Research by the Liberal Democrats suggested yesterday that the hi-tech televisions would increase emissions by 700,000 tonnes a year by 2010 - a 70 per cent increase from Britain's 63 million television sets. The figures come amid widespread calls for changes in consumer behaviour in the wake of the Stern report on the dangers of global warming.
The research indicates that growth in sales would require power equivalent to the output of half a large coal-fired power station.
The party called on ministers to impose an energy rating on all televisions sets, along the lines of the A-G ratings already given to some household appliances.
Chris Huhne, the Liberal Democrat environment spokesman, said: "The energy used by TVs is already leading to tonnes of carbon being released every year. The energy rating scheme must be expanded, so that consumers can know how much energy each appliance they buy will use. The experience with 'white goods' suggests that labelling should work well to change behaviour, but if it does not, then the Government could also examine a charge on the purchaser of equipment that is particularly energy inefficient."

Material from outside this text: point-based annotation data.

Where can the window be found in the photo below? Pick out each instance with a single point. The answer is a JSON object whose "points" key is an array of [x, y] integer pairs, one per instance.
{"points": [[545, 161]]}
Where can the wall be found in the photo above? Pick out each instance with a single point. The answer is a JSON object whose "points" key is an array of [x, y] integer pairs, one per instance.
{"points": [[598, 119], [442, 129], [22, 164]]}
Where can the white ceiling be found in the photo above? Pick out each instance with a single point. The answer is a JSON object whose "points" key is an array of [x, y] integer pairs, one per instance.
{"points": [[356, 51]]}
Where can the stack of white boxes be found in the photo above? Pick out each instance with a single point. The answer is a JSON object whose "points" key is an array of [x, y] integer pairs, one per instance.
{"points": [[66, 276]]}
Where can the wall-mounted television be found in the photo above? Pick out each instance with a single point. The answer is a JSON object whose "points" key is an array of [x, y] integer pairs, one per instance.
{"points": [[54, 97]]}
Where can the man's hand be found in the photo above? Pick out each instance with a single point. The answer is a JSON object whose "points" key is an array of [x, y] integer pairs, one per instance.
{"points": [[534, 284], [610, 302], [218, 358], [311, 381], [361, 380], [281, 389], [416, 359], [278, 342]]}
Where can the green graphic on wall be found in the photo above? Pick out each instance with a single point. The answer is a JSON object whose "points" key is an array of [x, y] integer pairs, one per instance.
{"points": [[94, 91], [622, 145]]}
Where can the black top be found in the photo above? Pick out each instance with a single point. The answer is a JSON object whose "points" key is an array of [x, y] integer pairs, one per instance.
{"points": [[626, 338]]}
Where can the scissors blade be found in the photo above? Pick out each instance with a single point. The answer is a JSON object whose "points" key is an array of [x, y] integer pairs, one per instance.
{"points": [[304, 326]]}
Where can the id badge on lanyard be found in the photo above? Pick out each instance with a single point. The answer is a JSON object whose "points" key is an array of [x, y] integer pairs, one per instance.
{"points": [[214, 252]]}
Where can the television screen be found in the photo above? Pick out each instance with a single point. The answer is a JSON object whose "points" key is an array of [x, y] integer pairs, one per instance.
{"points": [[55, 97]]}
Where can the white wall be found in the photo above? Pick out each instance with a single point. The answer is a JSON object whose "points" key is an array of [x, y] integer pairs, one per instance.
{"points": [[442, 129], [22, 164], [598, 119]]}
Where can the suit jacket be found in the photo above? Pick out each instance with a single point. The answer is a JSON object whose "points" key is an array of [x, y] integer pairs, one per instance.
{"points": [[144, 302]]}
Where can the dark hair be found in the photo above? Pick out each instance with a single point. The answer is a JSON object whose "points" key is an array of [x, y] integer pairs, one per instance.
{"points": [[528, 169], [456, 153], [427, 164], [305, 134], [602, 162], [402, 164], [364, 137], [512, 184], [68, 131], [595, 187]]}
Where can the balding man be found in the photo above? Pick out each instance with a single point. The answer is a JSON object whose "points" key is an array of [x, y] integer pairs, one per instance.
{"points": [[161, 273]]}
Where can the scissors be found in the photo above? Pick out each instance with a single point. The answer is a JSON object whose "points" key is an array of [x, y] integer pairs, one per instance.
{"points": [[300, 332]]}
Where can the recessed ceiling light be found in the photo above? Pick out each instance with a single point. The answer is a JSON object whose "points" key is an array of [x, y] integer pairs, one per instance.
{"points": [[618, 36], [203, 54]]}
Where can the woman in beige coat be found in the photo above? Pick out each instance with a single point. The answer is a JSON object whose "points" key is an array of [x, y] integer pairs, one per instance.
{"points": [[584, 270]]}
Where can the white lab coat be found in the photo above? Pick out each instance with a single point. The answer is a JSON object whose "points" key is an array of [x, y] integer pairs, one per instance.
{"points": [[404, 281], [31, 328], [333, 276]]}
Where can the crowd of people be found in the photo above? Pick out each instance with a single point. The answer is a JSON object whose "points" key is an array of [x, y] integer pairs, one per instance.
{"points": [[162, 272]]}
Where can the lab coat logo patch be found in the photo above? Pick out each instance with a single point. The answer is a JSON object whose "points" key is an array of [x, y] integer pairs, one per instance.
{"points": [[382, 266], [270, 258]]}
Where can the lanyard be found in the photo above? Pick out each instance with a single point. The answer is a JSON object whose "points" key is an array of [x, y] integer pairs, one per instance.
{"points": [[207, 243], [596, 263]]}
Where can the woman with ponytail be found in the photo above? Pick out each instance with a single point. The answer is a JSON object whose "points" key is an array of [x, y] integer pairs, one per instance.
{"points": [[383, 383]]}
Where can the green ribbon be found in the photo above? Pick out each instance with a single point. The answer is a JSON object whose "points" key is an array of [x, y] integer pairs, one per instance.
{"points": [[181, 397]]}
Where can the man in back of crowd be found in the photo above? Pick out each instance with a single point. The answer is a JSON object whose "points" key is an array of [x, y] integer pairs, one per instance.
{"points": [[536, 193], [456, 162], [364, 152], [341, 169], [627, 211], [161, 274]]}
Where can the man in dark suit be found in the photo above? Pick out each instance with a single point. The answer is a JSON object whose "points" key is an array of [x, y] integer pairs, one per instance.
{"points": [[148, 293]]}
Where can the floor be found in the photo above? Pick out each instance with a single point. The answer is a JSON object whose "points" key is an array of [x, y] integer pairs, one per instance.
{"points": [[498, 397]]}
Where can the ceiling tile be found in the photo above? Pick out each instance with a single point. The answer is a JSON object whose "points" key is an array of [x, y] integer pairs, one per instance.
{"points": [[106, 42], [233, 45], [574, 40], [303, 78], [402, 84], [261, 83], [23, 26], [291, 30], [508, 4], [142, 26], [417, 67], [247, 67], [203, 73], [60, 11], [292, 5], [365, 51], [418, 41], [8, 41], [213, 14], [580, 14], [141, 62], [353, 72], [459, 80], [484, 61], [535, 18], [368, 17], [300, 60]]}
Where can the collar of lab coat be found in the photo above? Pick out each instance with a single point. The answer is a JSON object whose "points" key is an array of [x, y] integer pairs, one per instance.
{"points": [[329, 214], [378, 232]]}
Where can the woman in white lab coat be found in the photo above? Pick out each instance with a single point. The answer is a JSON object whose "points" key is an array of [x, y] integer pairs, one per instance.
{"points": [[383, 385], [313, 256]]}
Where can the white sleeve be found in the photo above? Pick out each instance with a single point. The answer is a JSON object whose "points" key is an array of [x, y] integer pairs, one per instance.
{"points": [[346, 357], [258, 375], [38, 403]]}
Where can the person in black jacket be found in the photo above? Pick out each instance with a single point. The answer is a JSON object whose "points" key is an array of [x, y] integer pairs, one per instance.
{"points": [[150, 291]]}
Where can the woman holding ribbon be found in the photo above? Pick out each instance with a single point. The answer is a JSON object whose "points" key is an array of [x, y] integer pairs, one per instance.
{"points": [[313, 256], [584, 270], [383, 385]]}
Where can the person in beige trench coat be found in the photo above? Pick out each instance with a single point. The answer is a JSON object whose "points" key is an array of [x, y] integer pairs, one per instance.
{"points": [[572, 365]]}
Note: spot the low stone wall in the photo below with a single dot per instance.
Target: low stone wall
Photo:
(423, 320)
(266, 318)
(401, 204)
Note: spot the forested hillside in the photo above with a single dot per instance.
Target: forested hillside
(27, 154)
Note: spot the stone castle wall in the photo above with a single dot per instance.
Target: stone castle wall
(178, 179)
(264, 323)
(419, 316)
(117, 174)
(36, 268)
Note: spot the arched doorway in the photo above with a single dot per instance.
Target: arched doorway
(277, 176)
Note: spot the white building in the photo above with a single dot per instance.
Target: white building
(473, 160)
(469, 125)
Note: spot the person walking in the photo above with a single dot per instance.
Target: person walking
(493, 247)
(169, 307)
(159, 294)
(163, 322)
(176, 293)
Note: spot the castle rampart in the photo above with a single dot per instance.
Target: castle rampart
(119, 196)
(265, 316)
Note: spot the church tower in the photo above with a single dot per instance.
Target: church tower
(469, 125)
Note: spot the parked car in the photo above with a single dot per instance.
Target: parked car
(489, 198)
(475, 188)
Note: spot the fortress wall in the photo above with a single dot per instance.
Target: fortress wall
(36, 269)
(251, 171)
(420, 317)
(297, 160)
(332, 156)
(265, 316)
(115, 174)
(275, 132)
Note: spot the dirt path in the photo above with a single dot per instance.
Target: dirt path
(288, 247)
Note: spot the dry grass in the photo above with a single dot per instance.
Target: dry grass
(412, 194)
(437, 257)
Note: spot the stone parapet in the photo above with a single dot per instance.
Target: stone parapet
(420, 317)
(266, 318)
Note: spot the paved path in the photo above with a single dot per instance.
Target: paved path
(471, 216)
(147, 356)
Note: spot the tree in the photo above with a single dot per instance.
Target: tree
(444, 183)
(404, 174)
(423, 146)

Sales of flat screen televisions have boomed as prices have fallen. But research by the Government's Market Transformation Programme (MTP), which tracks future trends, shows that current flat screen televisions larger than 24 inches use more than three times the electricity of their conventional counterparts.
There are currently 63 million television sets in the UK, which use 9.6 terra watt hours of electricity each year and are estimated to be responsible for 1 million tonnes of carbon.
The MTP estimates the number of televisions in Britain will rise to 67 million sets by 2010 - a 6 per cent increase. But the power consumed by the sets will leap to an estimated 15.7 terra watt hours - and carbon emissions will jump to 1.7 million tonnes a year.
Martin Williams, climate campaigner for Friends of the Earth, said power consumption varied between television sets, with some flat screen televisions more efficient than the equivalent older models. But he warned that the slim sets could encourage people to upgrade to larger screens.
Mr Williams backed the calls for power ratings, but urged the Government to ban the most inefficient household appliances to force manufacturers to cut power useage.